Notice that including the variable cyl as a numeric variable in the model does increase the adjusted \(R^2\). Because we can’t have \(3.14\) cylinders in a car, though, we should include cyl as a categorical/factor explanatory variable.

summary(lm(mpg ~ wt, data = mtcars))$adj.r.squared
[1] 0.7445939
# add cyl as numeric, increases R^2, but not great in theory
summary(lm(mpg ~ cyl + wt, data = mtcars))$adj.r.squared
[1] 0.8185189
# add cyl as factor, best
summary(lm(mpg ~ factor(cyl) + wt, data = mtcars))$adj.r.squared
[1] 0.8200146

“Can we plot the model we just fit, where we have unique intercepts (per level of cyl) and a shared slope across the numeric variable wt?”

Yes, but not easily. It’s not easy, because by default ggplot2 plots unique intercepts and unique slopes. The model we fit above has unique intercepts and a shared slope (parallel lines).

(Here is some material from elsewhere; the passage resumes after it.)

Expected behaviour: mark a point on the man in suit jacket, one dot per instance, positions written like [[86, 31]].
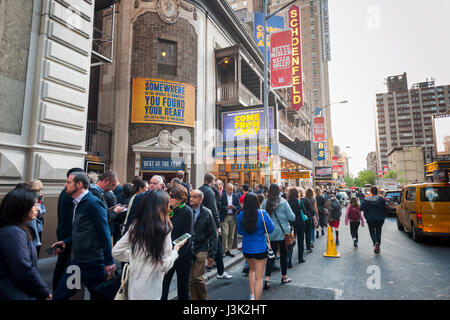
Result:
[[204, 245], [103, 190], [90, 239], [180, 175], [229, 208], [210, 202]]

ggplot(mtcars, aes(wt, mpg, color = factor(cyl))) + 
  geom_point() +
  geom_smooth(method = "lm", se = FALSE)
`geom_smooth()` using formula = 'y ~ x'

To get an appropriate representation of the model we fit, you have to ask ggplot2 real nice.

beta <- coef(fit)
lvls <- factor(unique(mtcars$cyl))
ints <- predict(fit, newdata = data.frame(cyl = lvls, wt = 0))
slp <- beta[4]

dfp <- data.frame(intercept = ints, slope = slp, g = lvls)

ggplot() +
  geom_point(data = mtcars, aes(wt, mpg, color = factor(cyl))) +
  geom_abline(data = dfp, 
              aes(intercept = intercept, 
                  slope = slope, 
                  color = g))

# making you all reproduce this code is mean, but how about interpreting the code?